Public sector net borrowing widened to £19.9bn during May, compared to £12.2bn in May 2008, as tax revenues decreased by 11% and public spending increased by £7.4bn. Once again the deficit was higher than expected and is consistent with our forecast for the full fiscal year of £200bn rather than the Chancellor's optimistic estimate of £175bn. These are atrocious figures and cannot be allowed to persist regardless of Crash Gordon's Orwellian double speak about continued increases in health and education expenditure. The chorus of disapproval from the media over this blatant manipulation of the expenditure statistics shows that consumers are well aware of the Ricardian equivalence created by current record budget deficits in terms of future tax hikes and spending cuts. The resulting squeeze on real personal disposable incomes will make it extremely difficult for consumers to raise their savings rate in a painless fashion. The history of housing and financial recessions over the past three decades, including the UK examples of the early eighties and early nineties, shows that personal savings rates rise to more than 10%. This represents a doubling of the current rate of 4.8% over the next few years. This will be tough during a period of wage deflation.

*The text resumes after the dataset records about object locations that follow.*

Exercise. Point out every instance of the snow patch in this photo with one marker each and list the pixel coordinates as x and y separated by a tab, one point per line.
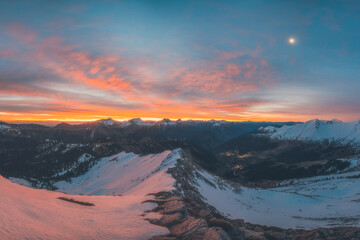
317	130
324	201
125	173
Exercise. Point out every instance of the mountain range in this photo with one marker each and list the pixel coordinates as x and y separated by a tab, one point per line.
199	179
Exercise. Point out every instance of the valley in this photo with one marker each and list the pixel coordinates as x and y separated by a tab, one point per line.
255	185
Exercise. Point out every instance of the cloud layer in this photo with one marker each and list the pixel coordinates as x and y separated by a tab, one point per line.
204	60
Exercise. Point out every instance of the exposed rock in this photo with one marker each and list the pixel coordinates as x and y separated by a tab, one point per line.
164	238
191	229
171	219
216	233
252	235
174	206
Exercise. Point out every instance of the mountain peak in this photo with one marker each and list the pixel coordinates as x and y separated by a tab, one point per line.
107	122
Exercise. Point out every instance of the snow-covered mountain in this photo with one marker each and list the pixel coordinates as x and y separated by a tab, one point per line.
323	201
125	173
318	130
40	214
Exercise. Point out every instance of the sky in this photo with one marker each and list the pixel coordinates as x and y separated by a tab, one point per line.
232	60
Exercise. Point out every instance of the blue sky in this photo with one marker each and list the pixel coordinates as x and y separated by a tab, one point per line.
75	61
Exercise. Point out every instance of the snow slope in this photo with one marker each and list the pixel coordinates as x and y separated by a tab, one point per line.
27	213
317	130
125	173
306	203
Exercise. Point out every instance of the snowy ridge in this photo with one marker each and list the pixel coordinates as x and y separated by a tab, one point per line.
165	122
8	129
125	173
28	213
326	201
317	130
39	214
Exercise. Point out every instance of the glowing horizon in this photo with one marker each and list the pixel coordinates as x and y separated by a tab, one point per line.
83	61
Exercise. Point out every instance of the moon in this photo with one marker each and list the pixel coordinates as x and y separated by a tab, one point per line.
292	40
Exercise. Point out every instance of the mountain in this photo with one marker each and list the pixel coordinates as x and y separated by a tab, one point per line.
318	130
208	178
198	202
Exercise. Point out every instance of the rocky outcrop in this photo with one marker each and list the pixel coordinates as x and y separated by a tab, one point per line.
190	219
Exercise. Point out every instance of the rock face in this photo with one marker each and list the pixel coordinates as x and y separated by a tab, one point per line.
191	219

Globalisation has driven down the cost of labour. Western economies compensated during the credit bubble by borrowing on a massive scale and relying upon asset price inflation to support employment in their economies. This is no longer possible in a post credit crunch environment. The most effective solution to this crisis will be to drive down the cost of capital to levels that are commensurate with the lower global cost of labour and maintain these lower levels for a significant period of time in order to provide the incentive for capitalism's animal spirits to create the new industries to absorb the additional labour force. The death of deflation has been greatly exaggerated. The decline of inflation from its early eighties peak has been responsible for the outperformance of government bonds over this period. Government bonds are unlikely to outperform risk asset over the next three decades, but we continue to believe that deflation is a clear risk over the next three years and that government bonds will outperform over this period. The forwards rate process shows the current estimation of the future price of money. In our view the future price of money is too high to produce inflation or sustained growth. This future price (forward yield) has to fall in order to stimulate necessary investment. This requires the risk free curve to be both lower and flatter over the next few years.